Três filmes, e dois representam duas obras-primas, ‘Sétimo Selo’ e ‘Morangos Silvestres’. Três ou quatro montagens teatrais consideradas definitivas e incontornáveis na sua obra, que incluíam ‘O Misantropo’, de Molière e ‘Peer Gynt’, de Henrik Ibsen, esta com a duração de cerca de cinco horas. E ainda a realização de uma série de televisão que não lhe está creditada. Absolutamente incrível! Nas artes em geral e no teatro em particular existem apelidos que identificam ícones e génios criativos de diferentes épocas: Molière, Racine, Shakespeare por exemplo. No cinema Bergman é uma dessas personalidades. (Federico) Fellini é por exemplo outra. E ambos tornaram-se quase emblemáticos adjetivos para estabelecer comparações, géneros, estilos e até comportamentos: bergmaniano, felliniano. E neste caso, o primeiro representa algo mais grave e soturno, ao passo que o outro, tornou-se mais feérico e fantasista.
Ingmar Bergman deixou um enorme legado artístico, mas foi igualmente um verdadeiro, ‘homem que amava as mulheres’, comparável ao protagonista do filme de François Truffaut (1978), com o mesmo título. Só que Bergman, parecia não as entender na sua plenitude e aí está o mistério dos seus filmes. Bergman, fez igualmente, nos anos 50, grandes filmes que investigavam sem reservas o universo masculino. Mas o ano de 1957 foi pode-se dizer o mais emblemático da sua carreira de cineasta.
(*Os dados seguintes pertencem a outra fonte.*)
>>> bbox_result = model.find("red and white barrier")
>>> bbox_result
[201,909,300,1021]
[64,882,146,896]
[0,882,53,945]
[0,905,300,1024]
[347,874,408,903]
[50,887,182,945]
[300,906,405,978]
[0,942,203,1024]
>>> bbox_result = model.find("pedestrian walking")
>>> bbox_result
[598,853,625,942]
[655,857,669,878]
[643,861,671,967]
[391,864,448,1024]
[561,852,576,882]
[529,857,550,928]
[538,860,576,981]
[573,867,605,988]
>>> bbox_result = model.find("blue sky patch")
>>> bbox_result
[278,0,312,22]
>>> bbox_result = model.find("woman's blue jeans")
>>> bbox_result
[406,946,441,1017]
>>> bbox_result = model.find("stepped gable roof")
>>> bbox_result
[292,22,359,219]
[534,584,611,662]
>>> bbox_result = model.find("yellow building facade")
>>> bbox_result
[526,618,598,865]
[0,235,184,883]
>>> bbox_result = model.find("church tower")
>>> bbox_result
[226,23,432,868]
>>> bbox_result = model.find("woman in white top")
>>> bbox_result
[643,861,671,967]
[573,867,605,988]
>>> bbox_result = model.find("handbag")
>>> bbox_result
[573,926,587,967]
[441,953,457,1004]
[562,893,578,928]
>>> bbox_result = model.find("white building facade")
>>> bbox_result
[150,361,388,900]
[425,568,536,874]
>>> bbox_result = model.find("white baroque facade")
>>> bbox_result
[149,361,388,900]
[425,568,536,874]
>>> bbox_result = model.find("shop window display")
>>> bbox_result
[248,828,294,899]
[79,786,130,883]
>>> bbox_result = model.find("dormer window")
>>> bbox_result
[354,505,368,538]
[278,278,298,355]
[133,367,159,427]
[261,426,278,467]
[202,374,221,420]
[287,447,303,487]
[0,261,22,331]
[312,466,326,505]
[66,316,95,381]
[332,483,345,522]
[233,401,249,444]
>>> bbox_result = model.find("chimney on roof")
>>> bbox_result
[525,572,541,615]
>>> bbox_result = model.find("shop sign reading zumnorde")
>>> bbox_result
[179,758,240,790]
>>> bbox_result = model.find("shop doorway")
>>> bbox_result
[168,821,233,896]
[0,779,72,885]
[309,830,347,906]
Em ‘O Sétimo Selo’ e ‘Morangos Silvestres’ expôs as suas dúvidas religiosas, existenciais, e tantos outros conflitos interiores, que representavam uma geração do pós-guerra. No começo dos anos 60, criou a famosa trilogia sobre o silêncio de Deus – ‘Em Busca da Verdade’, ‘Luz de Inverno’ e ‘O Silêncio’. Em 1963, voltou novamente com um filme que tem um título revelador sobre a sua maneira muito particular de falar das mulheres: ‘A Máscara’ (Persona). E daí para a frente passou o resto da década, e uma boa parte dos anos 70 e 80, falando delas, das mulheres obviamente!
PROMO DE ‘A MEIO DA NOITE’, DE OLGA RORIZ
Para culminar este ano do centenário do nascimento de um maiores artistas do século XX — duvido que esta evocação tenha passado ao lado das pessoas que amam realmente o cinema — vem aí mais uma oportunidade de celebração e memória. A Leopardo Filmes e a Medeia Filmes, de Paulo Branco — não esquecer sempre a incansável colaboração do programador António M. Costa — prepararam um excelente programa de homenagem ao realizador, escritor, dramaturgo e encenador que vai decorrer até ao dia 2 de Janeiro no Espaço Nimas, em Lisboa, passando depois também no Porto, Braga, Coimbra e Setúbal. Serão apresentados cerca de 23 filmes dos mais belos de Ingmar Bergman, quase todos em cópias digitais restauradas, complementados com a estreia em exclusivo do documentário de Jane Magnusson, ‘Bergman – Um Ano, Uma Vida’, que venceu o prémio Melhor Documentário Europeu, depois de ter tido a sua estreia mundial na última edição do Festival de Cannes. Segue-se à projecção deste filme, na quarta-feira, 2 de Janeiro, às 19h00, no Espaço Nimas, um debate com os escritores Maria Quintans, Nuno Júdice e Ricardo Marques, além da coreógrafa e bailarina Olga Roriz que, este ano, criou o espectáculo ‘A Meio da Noite’, uma extraordinária homenagem ao realizador e, simultaneamente, uma peça sobre o processo de criação numa procura incessante de si próprio e dos outros, segundo as palavras da criadora.